Survaillant Artificial Intelligences

A set of artificial intelligences playing Survaillant game.

Game

Survaillant is a reflexion and strategy game playable in solo, PVP or COOP. The goal is to stay alive as long as possible in a dungeon where monsters move only when you move.

Survaillant is very inspired by the mobile game Rust Bucket, but implement some unique multi-player features, and it is web hosted, you can play it HERE.

For this project, we are focussing on creating an AI that can play the game using reinforcement neural networks.

Network

The artificial intelligences are based on a neural network trained with reinforcement learning.

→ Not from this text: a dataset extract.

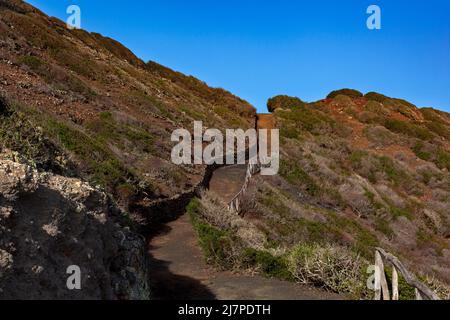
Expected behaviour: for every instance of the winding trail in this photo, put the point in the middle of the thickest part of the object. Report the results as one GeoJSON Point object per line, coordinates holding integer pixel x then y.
{"type": "Point", "coordinates": [178, 269]}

The trained network takes the map in input (the values/shape of the input depends on the training environment, please refer to the training environment section) and returns the probability to select: left or right or up or down.

Training environment

We have developed a training framework that allows multiple contexts of training. A training environment is defined by:

A reward policy
A state generator

Furthermore, we can train a network only on one map or on a list of maps where a map will be randomly selected for each game.

Reward policies

Indeed, we have to reward the AI for each decision that it makes. We define 4 consequences of a decision:

Bad movement (the decision leads to an invalid movement of the player, e.g: movement that will cause an out of bounds)
Moved (the decision represents a valid movement)
Game over (the decision leads to a game over)
Kill (the decision will kill a monster)

We have defined 4 policies: the bandit, neutral, score-based, and doom slayer.

Bandit

Bandit is a policy that penalized a game over (-5) and bad movements (-1) but the game isn't considered as done in case of bad movement unlike game over. If the AI moves or kills a monster, we reward it with +1. Its identifier is bandit in script arguments.

Neutral

Neutral is a policy that uses the same rules as the real game. It penalizes a game over and bad movements with -5 and in both cases, the game is done. If the AI moves or kills a monster, we reward it with +1. Its identifier is neutral in script arguments.

Score-based

It's a policy based on neutral (apply the same rewards) but the reward for movements and kills is the delta between the current in-game score and the last in-game score. Its identifier is score_based in script arguments.

Doom Slayer

It's a policy based on neutral (apply the same rewards) but a kill is rewarded with +5. Its identifier is doom_slayer in script arguments.

State generator

A network takes in input a tensor, so we need to define a function to transform the game's state into a tensor. We have defined two representations of the map: flashlight mode, normal mode.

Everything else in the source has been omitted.